The potential pitfalls in the legislation didn’t become an issue until 2004, when former state Attorney General and Alaska Gasline Port Authority board member Charlie Cole spoke before the Legislative Budget and Audit Committee.

Cole said that the statute, by requiring potential in-state shippers of natural gas to sign three-year contracts, created a disincentive for buyers in communities like Fairbanks with limited natural gas distribution networks.

Currently, the 1,000 customers of Fairbanks Natural Gas are supplied with liquefied natural gas trucked up from a plant at Point MacKenzie. That network has grown considerably since 2004, but is still far from being the dominant fuel source in Fairbanks.

The worry was that local utilities would be forced to make to firm transportation commitments “without knowing what their future demands will be, without knowing what the future tariff rate will be or the methodology for gas valuation will be or from whom they will purchase gas or even if it will be available,” as Fairbanks North Star Borough Mayor Jim Whitaker, a long-time Alaska Gasline Port Authority board member, put it in a letter to then-Sen. Scott Ogan.

The provisions cover shippers that are not public utilities and those public utilities that ship more than 20 million cubic feet of natural gas per day.

Dying pipeline ended debate

State lawmakers never addressed Cole’s concerns at that time, and without a natural gas pipeline on the horizon the issue quickly became moot. As of today, the statute has still never been tested with a real-world application.

When debates began around the Stranded Gas Development Act in 2005, Heinze brought Cole’s concerns before the Regulatory Commission of Alaska.

“They concluded that their statute was in need of change,” Heinze said on June 20.

After examining the issue and holding a public hearing, then-RCA Chair Kate Giard sent a letter to then-Gov.
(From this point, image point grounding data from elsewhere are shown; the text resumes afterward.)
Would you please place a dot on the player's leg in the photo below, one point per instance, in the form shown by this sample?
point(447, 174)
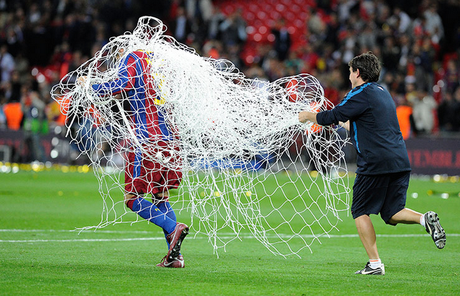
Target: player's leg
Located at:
point(164, 206)
point(161, 200)
point(149, 212)
point(367, 235)
point(368, 198)
point(368, 238)
point(398, 213)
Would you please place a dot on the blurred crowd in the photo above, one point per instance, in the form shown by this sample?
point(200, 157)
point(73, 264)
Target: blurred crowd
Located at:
point(418, 42)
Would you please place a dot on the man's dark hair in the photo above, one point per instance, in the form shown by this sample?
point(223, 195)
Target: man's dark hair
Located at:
point(368, 65)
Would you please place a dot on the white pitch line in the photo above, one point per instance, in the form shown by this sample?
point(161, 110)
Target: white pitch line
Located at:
point(223, 236)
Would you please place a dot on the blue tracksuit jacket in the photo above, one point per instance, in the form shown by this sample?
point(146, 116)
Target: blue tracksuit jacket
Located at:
point(374, 129)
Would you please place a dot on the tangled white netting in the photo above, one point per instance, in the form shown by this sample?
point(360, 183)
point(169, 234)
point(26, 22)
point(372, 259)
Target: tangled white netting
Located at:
point(249, 167)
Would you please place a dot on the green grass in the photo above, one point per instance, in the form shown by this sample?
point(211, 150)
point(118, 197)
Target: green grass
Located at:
point(40, 255)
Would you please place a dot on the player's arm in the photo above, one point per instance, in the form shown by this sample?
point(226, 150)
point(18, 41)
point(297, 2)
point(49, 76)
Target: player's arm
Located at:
point(345, 125)
point(126, 75)
point(305, 116)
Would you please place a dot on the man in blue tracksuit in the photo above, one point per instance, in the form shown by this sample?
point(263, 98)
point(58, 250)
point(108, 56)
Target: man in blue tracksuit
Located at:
point(382, 177)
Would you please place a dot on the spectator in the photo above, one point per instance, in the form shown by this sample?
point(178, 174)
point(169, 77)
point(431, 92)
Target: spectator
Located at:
point(181, 27)
point(423, 107)
point(282, 43)
point(7, 64)
point(233, 30)
point(447, 113)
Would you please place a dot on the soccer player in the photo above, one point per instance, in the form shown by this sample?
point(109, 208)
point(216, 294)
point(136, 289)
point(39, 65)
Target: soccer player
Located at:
point(383, 172)
point(145, 172)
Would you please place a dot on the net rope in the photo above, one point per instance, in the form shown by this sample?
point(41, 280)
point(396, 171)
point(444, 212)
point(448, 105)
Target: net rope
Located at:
point(250, 168)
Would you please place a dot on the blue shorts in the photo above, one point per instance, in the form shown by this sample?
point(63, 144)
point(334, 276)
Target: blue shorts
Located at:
point(384, 194)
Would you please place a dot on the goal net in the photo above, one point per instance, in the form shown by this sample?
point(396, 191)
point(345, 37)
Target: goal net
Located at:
point(249, 167)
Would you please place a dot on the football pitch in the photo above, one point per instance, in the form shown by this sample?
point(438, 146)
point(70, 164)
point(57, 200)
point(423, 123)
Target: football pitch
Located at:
point(41, 254)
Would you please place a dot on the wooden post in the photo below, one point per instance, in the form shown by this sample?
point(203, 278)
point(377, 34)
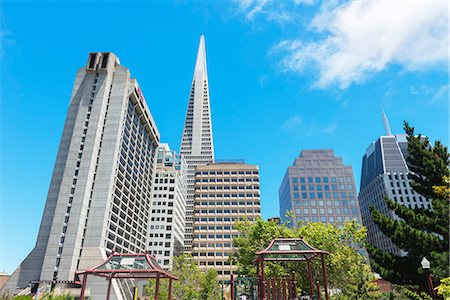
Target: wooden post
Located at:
point(170, 289)
point(274, 288)
point(294, 286)
point(325, 284)
point(263, 283)
point(157, 287)
point(108, 293)
point(83, 287)
point(319, 295)
point(311, 286)
point(232, 286)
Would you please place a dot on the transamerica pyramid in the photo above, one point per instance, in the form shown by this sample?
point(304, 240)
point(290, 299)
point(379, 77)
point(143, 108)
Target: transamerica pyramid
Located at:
point(197, 142)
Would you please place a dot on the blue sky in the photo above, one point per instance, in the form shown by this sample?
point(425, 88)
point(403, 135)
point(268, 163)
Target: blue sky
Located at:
point(284, 76)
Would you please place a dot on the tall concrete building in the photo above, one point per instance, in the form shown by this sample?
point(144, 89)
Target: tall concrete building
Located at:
point(99, 195)
point(224, 193)
point(385, 174)
point(168, 217)
point(197, 145)
point(318, 187)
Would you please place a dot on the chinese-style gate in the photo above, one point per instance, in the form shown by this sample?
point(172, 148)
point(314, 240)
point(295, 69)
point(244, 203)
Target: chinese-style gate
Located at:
point(125, 266)
point(280, 250)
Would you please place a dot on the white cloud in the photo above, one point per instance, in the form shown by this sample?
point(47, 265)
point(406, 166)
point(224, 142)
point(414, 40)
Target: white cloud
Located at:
point(297, 124)
point(442, 94)
point(361, 38)
point(431, 94)
point(273, 10)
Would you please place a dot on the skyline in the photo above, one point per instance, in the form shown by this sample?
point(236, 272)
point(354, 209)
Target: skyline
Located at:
point(247, 85)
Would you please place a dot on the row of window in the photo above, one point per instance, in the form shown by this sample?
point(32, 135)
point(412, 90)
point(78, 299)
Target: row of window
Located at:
point(226, 195)
point(214, 236)
point(337, 210)
point(324, 219)
point(313, 195)
point(215, 227)
point(227, 211)
point(334, 187)
point(224, 219)
point(211, 254)
point(328, 203)
point(226, 203)
point(321, 179)
point(227, 173)
point(248, 179)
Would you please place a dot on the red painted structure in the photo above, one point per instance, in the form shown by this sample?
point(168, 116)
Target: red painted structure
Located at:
point(125, 266)
point(284, 249)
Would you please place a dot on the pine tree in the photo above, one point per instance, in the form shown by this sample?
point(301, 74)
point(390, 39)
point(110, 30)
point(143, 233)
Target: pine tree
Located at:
point(420, 232)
Frank Murkowski asking him to include a revision to the statute in the package of Stranded Gas Development Act legislation before state lawmakers.

However, the failure of that bill to produce a pipeline and the failure of Murkowski to win re-election made in the issue moot again, until now.

Heinze wants lawmakers to repeal the provisions along with the larger decision of whether or not to give a state license to TransCanada under the Alaska Gasline Inducement Act.

“Absent this change, we don’t believe an in-state open season can be held,” Heinze told lawmakers during hearings in Anchorage over AGIA.

RCA also wants more funding

ANGDA plans to ask the Palin administration to make these changes, just as it asked the Murkowski administration several years ago, Heinze told the RCA on June 25.

Giard, now a regular commissioner, said she planned to use the opportunity to ask for additional funding and staff for the RCA to handle the additional workload associated with any natural gas pipeline, whether it be from TransCanada or from Denali, a competing plan backed by BP and ConocoPhillips.

“I think the reality is that the agency is going to be working on this pipeline long before we’re collecting RCCs,” Giard said, referring to the Regulatory Cost Charge the commission levies on utilities as a major source of income.